[games_access] Game control question...

Michael Ellison devellison at gmail.com
Tue Jan 22 03:28:42 EST 2008


On Jan 20, 2008 9:35 PM, Reid Kimball <reid at rbkdesign.com> wrote:
> >I haven't read this whole thread but I suggest we can make GA an
> >easier sell by saying they work for everyone, not just the disabled. I
> >got as much email from foreign language players who wanted to use
> >Doom3[CC] to learn English as I did from deaf players.

I totally agree that the goal should be to make games accessible to
everyone and that that line of thinking also sounds the best, but to
achieve that and include disabled gamers requires a real focus on how
disabled gamers play when it comes down to implementation.  Input
remapping in games is a good example - developers take a general
approach and do it well, but it falls apart when it hits the
limitations of custom controllers.
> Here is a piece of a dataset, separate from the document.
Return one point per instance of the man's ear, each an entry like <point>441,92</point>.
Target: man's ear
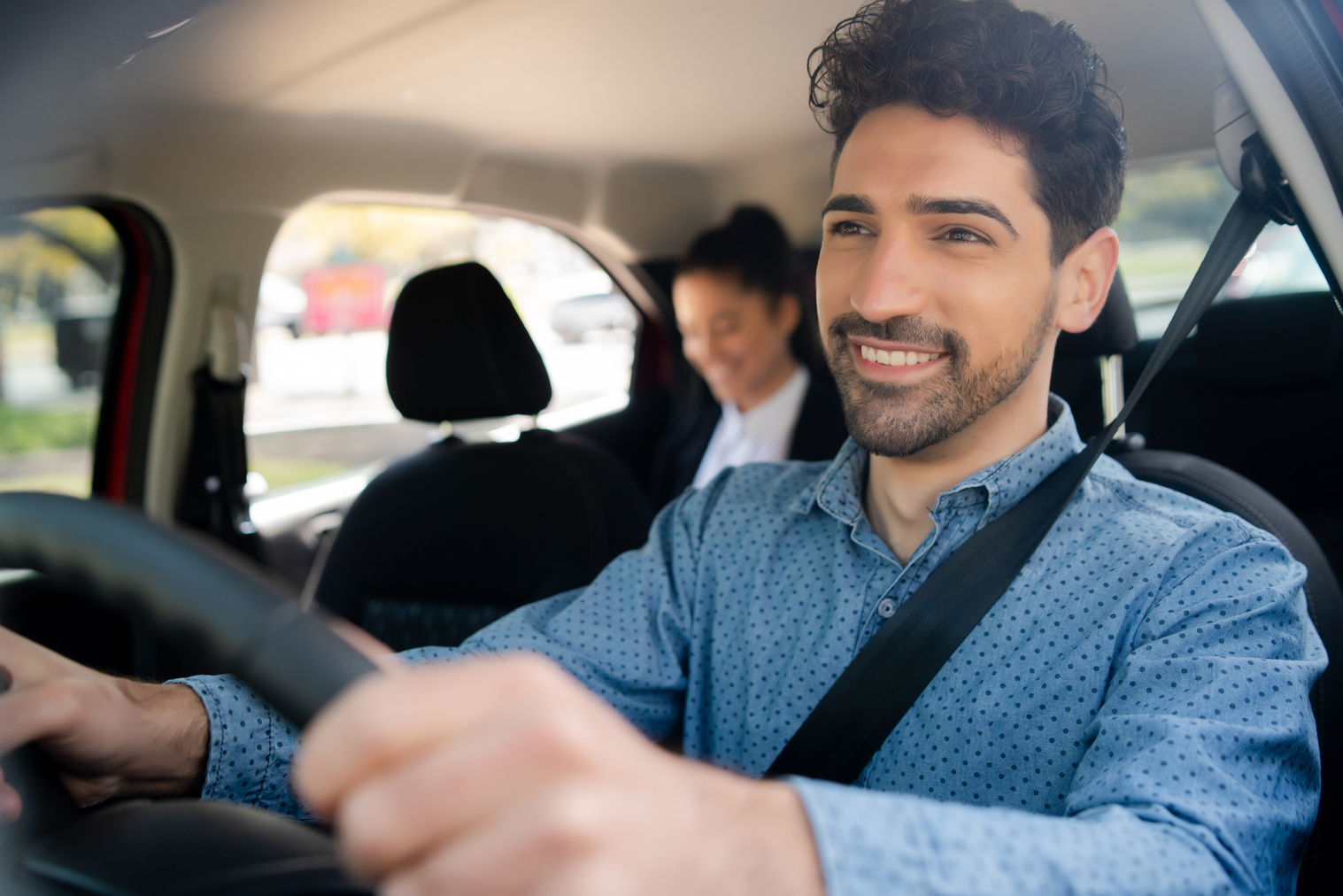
<point>1084,281</point>
<point>789,312</point>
Even with closed-captioning,
subtitling is more common in games and does well for foreign gamers.
My wife and I often play video games and watch movies together in
other languages to practice - she can actually even understand them :)

Businesses look for broad solutions that solve a problem for the vast
majority of their users at the least expense.  I don't currently have
a reference for the meme, but I've been told to provide a solid
solution for "90%" so many times in my career that it's got to be
written down in someone's management book.  And for most things that's
actually a good, sound business plan - it just sucks when you're in
the other 10%.

On Jan 20, 2008 9:35 PM, Reid Kimball <reid at rbkdesign.com> wrote:
> The idea of game accessibility for the disabled is foreign and scary
> for developers. Yet, the Nintendo Wii has made the concept of game
> accessibility... accessible to developers.

I think a lot of it is they specifically targeted a different market
than most game companies - casual gamers and party games - and did a
really nice job.  I've played the Wii at parties and it was fun, but
really wouldn't want one for myself with the titles I've seen so far
(unless I got an SDK) - they just aren't the types of games I
generally play.  I am *very* interested in their controllers
though....

On Jan 20, 2008 9:54 PM, d. michelle hinn <hinn at uiuc.edu> wrote:
> That being said...the most interesting thing about my recent
> discussions with Emotiv is how little they have considered their
> product to be an accessibility tool

I so want to tinker with one of these.  My first thought looking at
BCIs is how much they could have helped victims of Parkinson's in my
own family if they had come out earlier.  My second thought is that
it'd be cool to pwn n00bs with my brain 8-)  I've been trying to
justify the cost of one as a toy for years - I hope Emotiv succeeds in
the consumer market and brings the price down for a usable system.